L’Arcom en mode « OK boomer »
Un des leviers mis en œuvre est le décompte des temps de parole des personnalités politiques (et de leurs soutiens) : « Ce calcul s’effectue à la radio et à la télévision, au cours des périodes électorales mais aussi en dehors de celles-ci, tout au long de l'année », explique l’Arcom. On voit tout de suite l’éléphant dans la pièce : Internet et les réseaux sociaux.
En 2017, l'Arcom adoptait de nouvelles règles, dans le but d’avoir un « décompte des temps de parole plus cohérent et plus simple ». Les règles de calcul changent, mais le périmètre des mesures reste le même : radio et TV seulement. La liste des services dans le giron de l’Arcom pour les législatives de 2024 est d’ailleurs toujours dans la même veine : chaines de télévision et radios.
Les réseaux sociaux prennent toujours plus de place…
Depuis maintenant plusieurs années, Internet et les réseaux sociaux prennent de l’importance comme source d’abreuvement d’information, avec les risques et dérives que l’on connaît : ingérences de certains États (Russie et Chine en tête), fausses informations, désinformation, etc.
En Europe, l’adoption du DSA devait mettre un coup de pied dans cette fourmilière des fausses informations (entre autres choses). Mais on peine encore à voir un réel changement, d’autant que les acteurs malveillants évoluent, eux aussi. « L’écosystème de la désinformation s’est beaucoup diversifié, donc les possibilités d’ingérence se sont démultipliées », nous expliquait récemment Hervé Letoqueux, directeur des opérations de Viginum.
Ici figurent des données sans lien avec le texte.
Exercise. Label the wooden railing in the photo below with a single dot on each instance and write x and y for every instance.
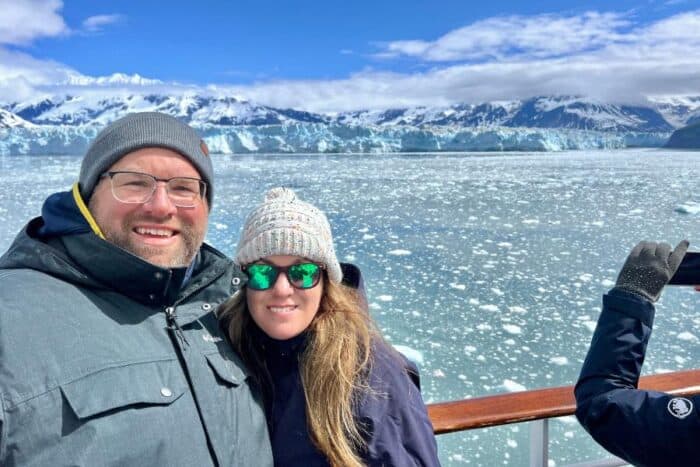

Nous ne sommes pas les premiers à nous poser la question. TF1 Info y avait consacré un article lors de la présidentielle de 2022. L’Arcom avait alors expliqué à nos confrères que les règles en matière de pluralisme politique « sont inapplicables sur Internet, car contrairement aux antennes, chacun peut y avoir accès et intervenir comme il l’entend en ligne ».
… et font mal au pluralisme politique
Pour le régulateur, les espaces de parole sont « infinis » avec des publications à foison sur les réseaux sociaux (TikTok, Instagram, Facebook, SnapChat…), vidéos, débats et autres contenus (en direct ou non) sur YouTube et Twitch. On peut multiplier à l’envi les comptes, les sites et les formats.
La diffusion est différente aussi puisque chacun peut aller voir les comptes des politiques et recevoir plus ou moins de vidéos d’un candidat (ou de ses soutiens) en fonction des algorithmes. Ces derniers, souvent opaques, peuvent rapidement nous enfermer dans des bulles.
Ce « phénomène de bulle de filtre algorithmique [a été] théorisé par le militant internet Eli Pariser en 2011. Si le concept est relativement nouveau, il décrit un phénomène que chacun.e d’entre nous expérimente : notre tendance à nous rapprocher de ce qui nous ressemble », explique EchoSciences Grenoble. On n’est donc plus vraiment en adéquation avec le pluralisme politique, qui vise à « assurer une représentation des différents courants d'expression ».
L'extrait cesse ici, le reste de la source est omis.